Oleh Gabriela Melati Putri (Kawan Magang IVAA)
Judul Buku : Pada Sebuah Kapal Buku
Penulis : Muhidin M. Dahlan
Tahun Terbit : 2017
Penerbit : I:Boekoe
Nomor Panggil : 300 Dah D
Masih dalam rangkaian seri 20 Tahun Menulis Muhidin M. Dahlan, bagian ini membicarakan posisi buku sebagai instrumen politik, demikian dunia buku pun politis. Sebagai sebuah tempat tersimpannya gagasan (dan ingatan kolektif) masyarakat, buku berada dalam pusaran rumit dengan negara dan pemangku kuasa. Belum lagi korporasi buku dengan kelompok elit-intelektual, serta dengan berbagai lapisan kelas di masyarakat. Untuk merangkum narasi tersebut, buku ini diberi tajuk Pada Sebuah Kapal Buku.
Pelarangan buku (“penjagalan buku”, sebagaimana Muhidin menyebutnya) dan sensor barangkali menjadi salah satu topik yang paling sering kita simak dalam lini masa dunia perbukuan di Indonesia–terutama ketika membicarakan keterlibatan penguasa. Balai Pustaka, yang didirikan pada masa kolonialisme sebagai contoh, melakukan penertiban ”buku-buku liar”; apa yang “baik” dan “tidak baik” untuk dibaca para bumiputera. Menengok ke belakang, negara pun tidak jarang melakukan “bersih-bersih” terhadap buku-buku kiri, melanggengkan ketakutan dan kebencian terhadap komunisme (bersama Marxisme dan Leninisme).

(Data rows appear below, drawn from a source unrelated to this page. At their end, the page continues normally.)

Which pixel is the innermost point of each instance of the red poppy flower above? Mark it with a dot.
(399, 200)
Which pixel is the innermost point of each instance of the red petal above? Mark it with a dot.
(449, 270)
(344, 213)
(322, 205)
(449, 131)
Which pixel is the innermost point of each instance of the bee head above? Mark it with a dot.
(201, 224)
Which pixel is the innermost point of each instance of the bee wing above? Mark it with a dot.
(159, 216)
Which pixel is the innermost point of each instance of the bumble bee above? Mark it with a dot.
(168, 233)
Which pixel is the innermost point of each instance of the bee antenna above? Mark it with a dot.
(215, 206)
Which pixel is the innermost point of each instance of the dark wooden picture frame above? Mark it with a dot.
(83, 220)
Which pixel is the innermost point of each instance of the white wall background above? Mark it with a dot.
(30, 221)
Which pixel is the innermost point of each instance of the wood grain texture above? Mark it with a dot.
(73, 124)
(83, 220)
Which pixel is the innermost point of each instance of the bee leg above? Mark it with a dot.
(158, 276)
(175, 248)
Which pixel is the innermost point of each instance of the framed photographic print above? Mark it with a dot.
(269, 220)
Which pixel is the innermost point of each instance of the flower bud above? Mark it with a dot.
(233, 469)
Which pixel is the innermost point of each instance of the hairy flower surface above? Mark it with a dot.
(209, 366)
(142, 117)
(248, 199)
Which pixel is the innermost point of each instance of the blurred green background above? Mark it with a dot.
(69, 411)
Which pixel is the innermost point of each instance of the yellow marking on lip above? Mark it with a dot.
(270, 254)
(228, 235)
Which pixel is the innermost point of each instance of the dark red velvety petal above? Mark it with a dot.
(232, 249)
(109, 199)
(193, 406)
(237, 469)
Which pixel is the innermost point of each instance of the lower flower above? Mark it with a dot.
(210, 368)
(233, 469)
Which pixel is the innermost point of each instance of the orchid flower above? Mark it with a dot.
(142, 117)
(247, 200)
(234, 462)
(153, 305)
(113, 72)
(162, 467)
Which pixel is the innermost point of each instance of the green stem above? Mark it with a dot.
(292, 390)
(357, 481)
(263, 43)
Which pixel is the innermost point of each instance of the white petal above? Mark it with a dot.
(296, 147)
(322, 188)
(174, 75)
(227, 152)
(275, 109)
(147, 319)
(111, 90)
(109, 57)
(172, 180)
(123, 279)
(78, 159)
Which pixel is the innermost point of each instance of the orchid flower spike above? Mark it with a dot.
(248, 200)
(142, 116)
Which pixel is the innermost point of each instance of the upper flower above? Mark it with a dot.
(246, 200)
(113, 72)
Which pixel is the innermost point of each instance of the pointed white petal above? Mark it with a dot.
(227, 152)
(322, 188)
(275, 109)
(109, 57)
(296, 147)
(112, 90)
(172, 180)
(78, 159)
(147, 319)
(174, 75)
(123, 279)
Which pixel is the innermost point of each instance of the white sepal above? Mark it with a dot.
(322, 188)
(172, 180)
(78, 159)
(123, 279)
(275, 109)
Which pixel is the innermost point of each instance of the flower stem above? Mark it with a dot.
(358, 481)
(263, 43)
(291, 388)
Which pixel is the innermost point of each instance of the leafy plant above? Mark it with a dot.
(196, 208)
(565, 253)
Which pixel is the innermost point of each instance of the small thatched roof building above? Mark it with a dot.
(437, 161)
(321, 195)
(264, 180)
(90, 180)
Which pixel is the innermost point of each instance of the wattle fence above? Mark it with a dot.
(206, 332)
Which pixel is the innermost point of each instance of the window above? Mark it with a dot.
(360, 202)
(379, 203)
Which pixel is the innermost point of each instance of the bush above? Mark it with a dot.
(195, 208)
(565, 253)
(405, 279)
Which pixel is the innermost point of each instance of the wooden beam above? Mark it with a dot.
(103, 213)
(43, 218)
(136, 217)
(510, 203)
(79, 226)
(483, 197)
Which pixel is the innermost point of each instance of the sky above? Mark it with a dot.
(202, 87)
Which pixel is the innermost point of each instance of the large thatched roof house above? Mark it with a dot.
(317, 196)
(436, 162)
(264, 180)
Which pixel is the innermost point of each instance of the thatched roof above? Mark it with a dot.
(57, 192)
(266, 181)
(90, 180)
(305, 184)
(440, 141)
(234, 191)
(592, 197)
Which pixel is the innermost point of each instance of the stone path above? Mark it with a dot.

Tentu, kelindan lain antara negara dan buku tak hanya terkait pelarangan dan sensor; bacaan yang “layak” dan “tidak layak”, tetapi terkait erat pula dengan kebijakan-kebijakan yang diputuskan oleh negara, juga dengan irisan-irisan kepentingan perniagaan buku. Infrastruktur buku menjadi salah satu yang cukup banyak dikupas dalam buku ini. Perpustakaan menjadi salah satu fokus perhatian Muhidin. Perpustakaan adalah ruang bagi memori kolektif untuk dicatat dan diarsipkan, dan pustakawan adalah pengawalnya; garda depan yang menjaga dan diberi kesempatan “berinteraksi” secara intensif dengan buku-buku. Akan tetapi, ruang-ruang ini pun memiliki keterbatasan untuk mencapai masyarakat lapisan terbawah. Ia ada di ruang-ruang kota, bukan di daerah-daerah lain yang terpencil. Dalam salah satu kritikan yang dilontarkan Muhidin, tak jarang perpustakaan menjadi sehambar tata kelola administratif. Tak jarang pula, perpustakaan bukan menjadi ruang dialog antara berbagai macam pikiran, tetapi justru telah dipilihkan apa “yang sesuai” dan “tidak sesuai”. Mencontoh Soekarno yang malang-melintang dalam berbagai gagasan (bacaan) yang bertentangan satu dengan yang lain, demikian pulalah seyogyanya negara memberikan bacaan-bacaan kepada masyarakat. Beruntungnya, membangun ruang baca ini menjadi kerja kolektif. Kelompok-kelompok arsip, perpustakaan-perpustakaan mandiri yang dibuka dan dikelola secara kolektif maupun individu justru yang memberi sumbangsih.
Membangun budaya membaca memang bukan hal yang mudah. Ada berbagai persoalan ekonomi dan politik yang melingkupinya. Ketersediaan bacaan dan akses terhadap bacaan adalah salah satu contoh. Mengutip puisi Wiji Thukul, Catatan, buku sering menjadi komoditas yang harganya tak dapat dijangkau oleh masyarakat di lapisan bawah. Tak jarang, toko-toko itu pun hanya tersedia di perkotaan, dengan dikte bacaan-bacaan “bagus” yang tak menyentuh masyarakat pembacanya. Maka, persoalan utama dari rendahnya minat baca terletak pada ketersediaan dan akses terhadap bacaan tersebut.
Artikel ini merupakan rubrik Sorotan Pustaka dalam Buletin IVAA Dwi Bulanan edisi September-Oktober 2018.